Até ali eu sentia-me impotente, mas aquela frase devolveu-me a possibilidade de voltar a ter controlo sobre a minha vida e capacitou-me da força e da vontade de fazer cumprir os 50% que estavam na minha mão.

Comecei a trabalhar diariamente a forma como reagia às coisas e, em tom de mantra pessoal, repetia para mim que “Eu hoje posso estar mal, mas sei que amanhã vou estar melhor”. Acompanhei todos os ciclos de quimioterapia com reiki e ao longo de todo o processo tive sempre a minha família e uma grande amiga do meu lado que, ainda que não pudessem aliviar a dor, caminharam lado a lado não permitindo que este fosse um percurso solitário.

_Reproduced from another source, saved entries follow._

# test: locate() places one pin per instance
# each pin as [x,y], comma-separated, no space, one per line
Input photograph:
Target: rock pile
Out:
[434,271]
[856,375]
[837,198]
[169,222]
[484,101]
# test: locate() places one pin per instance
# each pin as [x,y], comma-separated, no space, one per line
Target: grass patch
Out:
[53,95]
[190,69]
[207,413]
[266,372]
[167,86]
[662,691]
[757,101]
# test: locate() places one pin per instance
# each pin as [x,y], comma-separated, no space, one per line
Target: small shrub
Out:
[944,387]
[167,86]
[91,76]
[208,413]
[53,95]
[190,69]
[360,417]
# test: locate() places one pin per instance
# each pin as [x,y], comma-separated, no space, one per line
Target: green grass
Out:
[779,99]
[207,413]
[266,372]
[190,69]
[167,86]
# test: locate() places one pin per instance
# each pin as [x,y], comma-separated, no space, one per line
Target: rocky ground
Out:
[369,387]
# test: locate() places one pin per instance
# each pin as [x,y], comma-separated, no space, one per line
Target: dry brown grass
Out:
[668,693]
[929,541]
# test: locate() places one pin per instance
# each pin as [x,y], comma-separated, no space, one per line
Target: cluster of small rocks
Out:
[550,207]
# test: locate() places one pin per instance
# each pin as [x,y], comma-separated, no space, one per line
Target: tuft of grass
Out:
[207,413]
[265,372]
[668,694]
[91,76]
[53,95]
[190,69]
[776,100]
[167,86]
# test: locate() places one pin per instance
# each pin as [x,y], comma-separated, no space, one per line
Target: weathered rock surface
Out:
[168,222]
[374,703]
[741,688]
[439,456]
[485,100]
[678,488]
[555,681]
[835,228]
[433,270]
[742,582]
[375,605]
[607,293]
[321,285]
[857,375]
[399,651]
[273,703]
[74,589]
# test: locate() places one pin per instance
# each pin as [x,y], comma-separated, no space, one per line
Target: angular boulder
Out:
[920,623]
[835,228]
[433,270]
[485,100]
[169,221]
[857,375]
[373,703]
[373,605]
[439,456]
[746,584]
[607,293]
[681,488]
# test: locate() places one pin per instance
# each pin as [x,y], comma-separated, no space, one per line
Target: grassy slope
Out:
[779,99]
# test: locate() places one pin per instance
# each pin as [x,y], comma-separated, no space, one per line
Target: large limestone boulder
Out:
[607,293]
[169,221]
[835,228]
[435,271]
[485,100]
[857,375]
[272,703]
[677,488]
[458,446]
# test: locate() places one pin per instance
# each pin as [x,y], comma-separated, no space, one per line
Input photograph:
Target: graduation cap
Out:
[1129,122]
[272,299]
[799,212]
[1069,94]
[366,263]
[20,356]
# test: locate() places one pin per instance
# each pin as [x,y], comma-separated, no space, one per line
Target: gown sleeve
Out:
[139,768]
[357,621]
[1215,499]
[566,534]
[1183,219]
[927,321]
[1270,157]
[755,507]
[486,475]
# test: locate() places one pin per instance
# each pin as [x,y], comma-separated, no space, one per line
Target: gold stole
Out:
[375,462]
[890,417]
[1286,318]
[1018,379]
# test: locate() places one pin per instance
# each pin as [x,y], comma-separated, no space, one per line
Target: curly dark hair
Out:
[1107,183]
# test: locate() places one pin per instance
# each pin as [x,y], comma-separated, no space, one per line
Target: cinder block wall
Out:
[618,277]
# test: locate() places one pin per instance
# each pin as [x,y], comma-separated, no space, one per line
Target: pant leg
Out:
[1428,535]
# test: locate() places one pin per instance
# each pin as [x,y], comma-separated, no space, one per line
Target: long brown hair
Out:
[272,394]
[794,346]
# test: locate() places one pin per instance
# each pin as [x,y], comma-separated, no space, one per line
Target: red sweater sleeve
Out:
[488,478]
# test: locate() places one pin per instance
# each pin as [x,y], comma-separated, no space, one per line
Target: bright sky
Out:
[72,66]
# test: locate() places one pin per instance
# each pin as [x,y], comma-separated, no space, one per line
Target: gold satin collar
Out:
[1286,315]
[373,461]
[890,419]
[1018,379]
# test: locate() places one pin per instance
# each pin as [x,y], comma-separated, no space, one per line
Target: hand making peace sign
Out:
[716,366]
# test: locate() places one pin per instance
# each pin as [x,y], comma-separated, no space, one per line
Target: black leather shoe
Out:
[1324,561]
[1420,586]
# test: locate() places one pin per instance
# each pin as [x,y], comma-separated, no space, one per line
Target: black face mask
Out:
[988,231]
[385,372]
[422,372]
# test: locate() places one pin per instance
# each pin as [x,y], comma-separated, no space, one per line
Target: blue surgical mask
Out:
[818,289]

Não existe uma fórmula mágica que nos ensine a lidar com esta nova realidade e grande parte dos estudos incidem sobre os efeitos visíveis, ficando de fora todos os efeitos emocionais e físicos que não se traduzem em alterações visuais do corpo.

E são esses os aspectos sobre os quais importa reflectir, pois são eles que ditam a qualidade de vida dos pacientes, quer durante os tratamentos, quer após o término dos mesmos.

É urgente olhar para as condições físicas e emocionais dos sobreviventes e arranjar mecanismos de reintegração que passam por um aumento da consciencialização da sociedade face a essas condições, e introduzir processos de reestruturação emocional que permitam ultrapassar o stress pós-traumático do sobrevivente mas também do cuidador. 

Ninguém nos garante quanto tempo nos resta para viver e é nosso dever celebrarmos os dias com a intensidade de uma vida, mantendo sempre presente a importância da prevenção para a manutenção da nossa saúde.